O governo da Suécia decidiu substituir o uso de dispositivos digitais em sala de aula por livros físicos. A medida chegou após sinais de queda no desempenho em avaliações e de aumento do tempo gasto diante de telas. A iniciativa visa reduzir distrações e manter a leitura em formato tradicional.
Especialistas dizem que a leitura envolve processos complexos do cérebro, que vão além da simples decodificação de palavras. A tarefa exige prática formal ao longo de anos para desenvolver fluência, compreensão e coordenação entre visão, atenção e linguagem.
A decisão sueca é acompanhada de debates sobre a eficácia do ensino digital. Pesquisadores ressaltam que a leitura é uma habilidade difícil, sem predisposição biológica, distinta da linguagem falada, que demanda treino contínuo para alcançar automatização.

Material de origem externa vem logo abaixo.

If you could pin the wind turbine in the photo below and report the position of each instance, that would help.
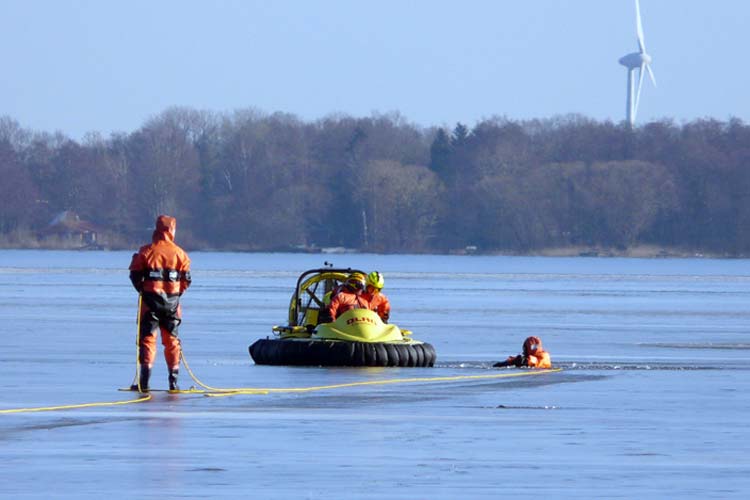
(636, 60)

Por que a leitura é desafiadora
A fisiologia da leitura envolve movimentos oculares rápidos, chamados sacadas, que antecedem fixações. Entre cada sacada, a captação de informações é limitada, o que impõe a necessidade de pausas para interpretar o texto. Isso influencia a velocidade de leitura.
Experimentos com rastreamento ocular indicam que a maior parte das palavras é captada na fixação, pois a extração de informações visuais é restrita nesse momento. O resultado é uma leitura que, na prática, fica entre 300 e 400 palavras por minuto, conforme a dificuldade do texto.
A leitura dinâmica, promovida por alguns modelos, promete velocidades superiores. Contudo, a compreensão tende a diminuir conforme o ganho de velocidade aumenta. A prática necessária para alcançar velocidade elevada é extensa e exige coordenação de vários sistema cerebrais.
Consequências da leitura digital
Textos em telas podem apresentar distratores como anúncios ou formatos inadequados. Esses elementos tendem a capturar a atenção de leitores, principalmente de crianças, que ainda não desenvolveram controle executivo suficiente para ignorar interrupções.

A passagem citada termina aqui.